Symptoms and Severity of C difficile Infection

Signs and Symptoms

Recognizing the signs and symptoms of CDI is crucial to early intervention and therapy. The range of symptoms in CDI is broad, from mild diarrhea to fulminant colitis complicated by toxic megacolon or colonic perforation.²² The classic signs and symptoms of CDI are nonspecific and related to colitis: frequent, semiformed or watery nonbloody diarrhea with crampy abdominal pain, generally following an antibiotic trigger.²³ Typically patients with CDI have nonbloody diarrhea; however, patients with inflammatory bowel disease may have bloody diarrhea.^24,25 Although commonly noted, an antibiotic trigger for CDI is not required, particularly in elderly persons, hospitalized patients, and people with chronic or severe illnesses.

Severity Classification

The American College of Gastroenterology classifies CDI as follows: mild—only diarrhea; moderate—diarrhea and abdominal pain; severe—signs and symptoms meeting the criteria for systemic inflammatory response syndrome, low albumin, admission to the intensive care unit (ICU), or evidence of end-organ failure.²⁶ Multiple classification schemes exist to classify CDI (Table 1), but no consensus has been reached on classification of severity of disease.

Table 1. Classification Schemes for Severity of Clostridium difficile Infection (CDI).

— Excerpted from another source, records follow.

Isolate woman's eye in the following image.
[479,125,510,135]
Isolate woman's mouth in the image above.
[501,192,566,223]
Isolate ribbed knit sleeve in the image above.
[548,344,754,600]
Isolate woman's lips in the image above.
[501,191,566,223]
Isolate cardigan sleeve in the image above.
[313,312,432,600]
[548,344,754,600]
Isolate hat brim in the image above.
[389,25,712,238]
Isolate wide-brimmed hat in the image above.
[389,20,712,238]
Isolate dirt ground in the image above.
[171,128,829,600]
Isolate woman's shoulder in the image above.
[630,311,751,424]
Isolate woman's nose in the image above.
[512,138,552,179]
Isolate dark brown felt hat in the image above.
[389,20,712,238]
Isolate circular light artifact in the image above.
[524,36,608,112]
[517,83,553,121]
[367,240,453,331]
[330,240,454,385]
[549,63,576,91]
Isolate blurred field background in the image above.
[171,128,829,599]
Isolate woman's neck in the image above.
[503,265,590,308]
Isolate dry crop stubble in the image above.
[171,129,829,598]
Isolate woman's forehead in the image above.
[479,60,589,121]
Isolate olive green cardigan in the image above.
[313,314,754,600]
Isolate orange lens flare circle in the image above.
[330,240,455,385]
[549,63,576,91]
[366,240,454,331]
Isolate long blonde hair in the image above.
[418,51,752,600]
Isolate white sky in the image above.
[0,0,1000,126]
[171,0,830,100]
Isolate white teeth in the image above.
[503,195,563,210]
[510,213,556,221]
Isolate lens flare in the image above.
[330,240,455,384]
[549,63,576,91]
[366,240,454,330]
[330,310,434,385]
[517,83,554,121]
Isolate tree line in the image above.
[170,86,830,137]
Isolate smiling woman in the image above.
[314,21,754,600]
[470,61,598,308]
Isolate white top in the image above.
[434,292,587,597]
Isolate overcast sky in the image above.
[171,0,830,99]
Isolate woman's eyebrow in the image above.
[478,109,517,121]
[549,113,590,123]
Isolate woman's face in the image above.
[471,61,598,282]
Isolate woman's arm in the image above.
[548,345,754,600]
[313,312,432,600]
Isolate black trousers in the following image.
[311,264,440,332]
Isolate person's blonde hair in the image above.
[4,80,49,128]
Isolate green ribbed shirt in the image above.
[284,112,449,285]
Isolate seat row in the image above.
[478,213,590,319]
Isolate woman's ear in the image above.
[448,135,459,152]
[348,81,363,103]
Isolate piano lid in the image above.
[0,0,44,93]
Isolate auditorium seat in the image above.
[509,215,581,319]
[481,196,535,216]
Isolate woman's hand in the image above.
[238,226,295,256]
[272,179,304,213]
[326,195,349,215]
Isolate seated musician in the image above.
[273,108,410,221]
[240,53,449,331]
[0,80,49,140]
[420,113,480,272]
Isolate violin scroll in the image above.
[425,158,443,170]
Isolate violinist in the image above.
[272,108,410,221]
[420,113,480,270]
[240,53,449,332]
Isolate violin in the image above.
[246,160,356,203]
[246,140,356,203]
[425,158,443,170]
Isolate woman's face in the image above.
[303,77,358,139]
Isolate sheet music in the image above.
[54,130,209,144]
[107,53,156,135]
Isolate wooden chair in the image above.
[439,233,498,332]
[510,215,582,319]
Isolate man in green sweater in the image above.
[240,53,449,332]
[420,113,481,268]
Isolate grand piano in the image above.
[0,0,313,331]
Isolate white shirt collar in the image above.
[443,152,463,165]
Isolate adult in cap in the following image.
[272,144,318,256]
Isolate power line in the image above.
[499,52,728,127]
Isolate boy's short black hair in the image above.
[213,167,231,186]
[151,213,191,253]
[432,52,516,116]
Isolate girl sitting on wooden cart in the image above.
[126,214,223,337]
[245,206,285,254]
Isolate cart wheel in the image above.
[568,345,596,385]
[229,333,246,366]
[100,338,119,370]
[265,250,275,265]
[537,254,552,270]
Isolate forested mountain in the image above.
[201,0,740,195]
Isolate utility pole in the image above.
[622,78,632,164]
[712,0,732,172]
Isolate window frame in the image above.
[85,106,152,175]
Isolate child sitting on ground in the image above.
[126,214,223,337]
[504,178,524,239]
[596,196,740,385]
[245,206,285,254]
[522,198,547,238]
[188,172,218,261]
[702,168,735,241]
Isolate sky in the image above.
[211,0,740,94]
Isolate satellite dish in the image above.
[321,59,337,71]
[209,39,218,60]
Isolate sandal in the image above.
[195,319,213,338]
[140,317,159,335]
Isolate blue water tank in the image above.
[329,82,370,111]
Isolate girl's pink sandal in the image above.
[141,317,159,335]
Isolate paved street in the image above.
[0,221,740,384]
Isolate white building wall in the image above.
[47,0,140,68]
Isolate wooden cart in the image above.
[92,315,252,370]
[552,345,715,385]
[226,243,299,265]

Society	Definition of Severe Disease
American College of Gastroenterology26	Any one of the following associated with C difficile infection: Admission to ICU SIRS criteriaa Ileus or significant abdominal distention Altered mental status Serum level of lactate > 2.2 mmol/L End-organ failure (shock liver, renal failure, respiratory failure requiring mechanical ventilation)
Infectious Disease Society of Americab	White blood cell count > 15 000 cells/mm3 > 50% increase in serum level of creatinine from baseline
ATLAS criteriac	Age, y < 60 (0 points) 60-79 (1 point) ≥ 80 (2 points) Albumin, g/L > 35 (0 points) 26-35 (1 point) ≤ 25 (2 points) Creatinine, mg/dL ≤ 1.36 (0 points) 1.37-2.02 (1 point) ≥ 2.03 (2 points) White blood cell count, 1000 cells/mm3 < 16 (0 points) 16-25 (1 point) > 25 (2 points) Body temperature, °C ≤ 37.5 (0 points) 37.6-38.5 (1 point) ≥ 38.6 (2 points) Systemic antibiotics during CDI therapy No (0 points) Yes (2 points)

Abbreviations: CDI, Clostridium difficile infection; ICU, intensive care unit; SIRS, systemic inflammatory response syndrome.

^aSIRS criteria: body temperature ≤ 36°C or ≥ 38°C, heart rate ≥ 90/min, respiratory rate ≥ 20/min or Paco₂ < 32 mm Hg, white blood cell count ≥ 12 000/μL or ≤ 4000/μL or > 10% bands.

^bExpert opinion.¹²

^cBased on the sum of individual variable scores. The higher the sum score, the higher the predicted mortality.^27,28

Multiple Recurrent C difficile Infections

As noted, the first recurrence rate for CDI is between 13% and 20%.¹⁵ Recurrent CDI is typically defined as recurrent infection within 8 weeks of completion of antimicrobial therapy. With each subsequent recurrence in CDI, relapse rates increase significantly. Following a first recurrence, the rate for a second recurrence increases to 40% and subsequently to more than 60% for further recurrences.²⁹ Patients with recurrent CDI are deficient in the bacterial phyla that normally dominate the colon, which may predispose them to multiple recurrences.³⁰

Risk Factors for C difficile Infection

The major identified risk factor for CDI is antibiotic use. CDI is responsible for up to 30% of antibiotic-associated diarrhea.³¹ Antibiotics lead to dysbiosis, characterized by decreased diversity of the colonic microbiota. In this setting, C difficile has the potential to thrive.³² Broad-spectrum antibiotics (including therapy with multiple antimicrobial agents) and long-term antibiotic use are associated with an increased risk of CDI; however, even a single dose of antibiotics (eg, surgical prophylaxis, empiric antimicrobial therapy before establishing infectious diagnosis) can lead to CDI.^33,34

Other well-established risk factors include advanced age (> 65 years), health care exposure (including hospitalization and residence in long-term care facilities), and particularly longer durations of health care exposure.^35-37 In general, gastric acid suppression is thought to be a potential risk factor for CDI because of the loss of the protective mechanism against ingested bacteria and spores.³⁸ Several meta-analyses correlated use of proton pump inhibitors with CDI, especially in critically ill patients.^39,40 A complete list of risk factors for CDI can be found in Table 2.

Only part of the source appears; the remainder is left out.